Er stieß sie unwirsch zurück.

»Um hinterher zu dir zu kommen? Dich in meinen Armen zu halten? Dich zu lieben?«

Sie zuckte die Achseln und machte eine entwaffnende Handbewegung.

»Warum nicht? Es würde mir nichts ausmachen. Ich wäre froh, dich glücklich zu wissen.«

»Und du behauptest, du liebst mich!«

Er wandte sich ab und griff niedergeschlagen nach einer Zigarette. »Ich habe nie gesagt, daß ich dich liebe, Max«, erwiderte sie ruhig. Er drehte sich bestürzt nach ihr um.

»Was dann? In Gottes Namen, Gerda, was für eine Frau bist du eigentlich?«

Sie lächelte auch jetzt. Nie und nimmer würde sie nachgeben oder ihrerseits ein ebensolches Verlangen durchblicken lassen.

»Mein Mann nennt mich eine Hure«, sagte sie gelassen. »Ich selber sehe mich ganz anders.

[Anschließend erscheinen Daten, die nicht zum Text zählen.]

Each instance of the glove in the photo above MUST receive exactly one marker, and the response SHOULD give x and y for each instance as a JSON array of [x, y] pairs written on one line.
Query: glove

Ich brauche Zärtlichkeit so dringend wie das täglich Brot oder wie die Blumen meines Gartens. Kurt gibt mir keine, also hole ich sie mir, wo ich sie kriegen kann.«

»Von mir oder vom Nächstbesten!«

»Richtig, Max. Von dir oder vom Nächstbesten. Gib wenigstens zu, daß ich in diesem Punkt vollkommen ehrlich bin!«

»Ja sicher, ehrlich bist du!«

Während sein Atem stoßweise die Lungen verließ, fuhren seine Finger voller Unruhe durchs gewellte Haar.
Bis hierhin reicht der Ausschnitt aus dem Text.